Depuis la crise financière de 2008, le commerce mondial augmentait moins vite que le PIB en raison de la progression des services. Une réorientation de la consommation en faveur des biens industriels devrait, au contraire, favoriser les échanges internationaux. Cette « remondialisation » a comme limite le souhait des gouvernements occidentaux de relocaliser certaines activités industrielles. Ce processus suppose un effort supplémentaire d’investissement et pourrait aboutir à une augmentation des prix réduisant le pouvoir d’achat des ménages.
Elle est, de ce fait, considérée comme un puissant facteur de croissance en facilitant la diffusion du progrès technique. La demande en biens d’équipement numériques et robotiques devrait s’accentuer afin de faciliter la montée en puissance de l’offre.

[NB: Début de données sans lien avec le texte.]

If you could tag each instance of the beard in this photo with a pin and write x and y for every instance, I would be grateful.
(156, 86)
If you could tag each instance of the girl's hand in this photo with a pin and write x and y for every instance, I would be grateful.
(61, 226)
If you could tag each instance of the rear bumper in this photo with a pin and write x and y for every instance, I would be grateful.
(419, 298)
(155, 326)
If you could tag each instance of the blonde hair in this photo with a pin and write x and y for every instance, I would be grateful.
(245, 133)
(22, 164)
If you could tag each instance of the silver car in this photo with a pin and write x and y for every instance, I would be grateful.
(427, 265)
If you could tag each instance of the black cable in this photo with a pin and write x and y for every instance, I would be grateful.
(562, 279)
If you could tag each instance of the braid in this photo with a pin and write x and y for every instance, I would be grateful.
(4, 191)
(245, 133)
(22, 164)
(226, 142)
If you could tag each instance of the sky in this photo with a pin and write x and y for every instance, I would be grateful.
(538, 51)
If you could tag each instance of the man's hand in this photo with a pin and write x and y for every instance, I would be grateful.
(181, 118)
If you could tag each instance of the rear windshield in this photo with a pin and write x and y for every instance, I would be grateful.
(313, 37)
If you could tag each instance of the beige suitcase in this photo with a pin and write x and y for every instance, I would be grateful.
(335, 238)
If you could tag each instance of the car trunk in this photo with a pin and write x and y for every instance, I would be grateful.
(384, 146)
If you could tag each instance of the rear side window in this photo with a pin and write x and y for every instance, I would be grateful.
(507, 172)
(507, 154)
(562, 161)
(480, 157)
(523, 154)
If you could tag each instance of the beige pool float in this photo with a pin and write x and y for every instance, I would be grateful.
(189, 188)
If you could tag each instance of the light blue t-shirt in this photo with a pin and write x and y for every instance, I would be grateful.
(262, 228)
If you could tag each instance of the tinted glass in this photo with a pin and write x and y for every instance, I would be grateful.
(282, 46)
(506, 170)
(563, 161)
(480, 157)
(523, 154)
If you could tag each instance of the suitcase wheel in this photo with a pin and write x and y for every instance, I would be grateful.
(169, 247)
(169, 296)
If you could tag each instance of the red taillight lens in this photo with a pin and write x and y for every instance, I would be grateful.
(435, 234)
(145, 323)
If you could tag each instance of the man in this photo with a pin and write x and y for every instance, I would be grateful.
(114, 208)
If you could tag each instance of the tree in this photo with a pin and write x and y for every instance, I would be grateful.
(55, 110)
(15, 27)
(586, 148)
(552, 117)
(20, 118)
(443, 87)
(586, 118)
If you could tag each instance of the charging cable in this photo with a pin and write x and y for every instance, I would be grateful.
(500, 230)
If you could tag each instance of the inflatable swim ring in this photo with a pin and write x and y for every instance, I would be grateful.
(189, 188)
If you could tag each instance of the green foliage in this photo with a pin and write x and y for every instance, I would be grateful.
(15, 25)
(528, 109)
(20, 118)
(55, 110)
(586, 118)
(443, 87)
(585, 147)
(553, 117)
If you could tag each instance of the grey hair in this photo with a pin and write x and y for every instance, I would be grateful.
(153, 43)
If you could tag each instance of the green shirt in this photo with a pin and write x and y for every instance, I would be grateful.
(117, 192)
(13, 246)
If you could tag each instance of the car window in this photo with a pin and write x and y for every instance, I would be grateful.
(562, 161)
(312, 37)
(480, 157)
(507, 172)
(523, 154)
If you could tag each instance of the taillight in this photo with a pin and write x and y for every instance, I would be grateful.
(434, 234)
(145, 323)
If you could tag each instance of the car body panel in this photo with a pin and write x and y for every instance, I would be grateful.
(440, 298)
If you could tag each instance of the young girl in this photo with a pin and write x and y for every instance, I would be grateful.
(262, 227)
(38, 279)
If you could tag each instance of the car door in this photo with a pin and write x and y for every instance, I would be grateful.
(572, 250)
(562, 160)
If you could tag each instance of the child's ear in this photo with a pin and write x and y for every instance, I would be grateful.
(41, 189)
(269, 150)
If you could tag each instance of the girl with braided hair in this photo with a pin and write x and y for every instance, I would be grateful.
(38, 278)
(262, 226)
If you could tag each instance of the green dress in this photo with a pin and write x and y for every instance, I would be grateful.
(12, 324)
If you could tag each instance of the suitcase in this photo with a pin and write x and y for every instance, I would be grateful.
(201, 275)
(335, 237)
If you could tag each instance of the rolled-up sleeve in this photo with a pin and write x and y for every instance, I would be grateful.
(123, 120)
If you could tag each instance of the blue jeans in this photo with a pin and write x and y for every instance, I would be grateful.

Cette réorientation de la consommation peut avoir plusieurs effets négatifs. La fabrication de produits industriels est émettrice de gaz à effet de serre. Pour respecter les objectifs des Accords de Paris, les États devront accroître leurs efforts de décarbonation. La hausse de la demande en matières premières et en énergie devrait s’accompagner d’une progression de leur prix, amenant un regain d’inflation. Les pays désindustrialisés comme la France ou le Royaume-Uni seront confrontés à un déficit extérieur croissant. Le développement des exportations industrielles sera donc une ardente priorité d’autant plus si le tourisme reste longuement pénalisé par la persistance de l’épidémie.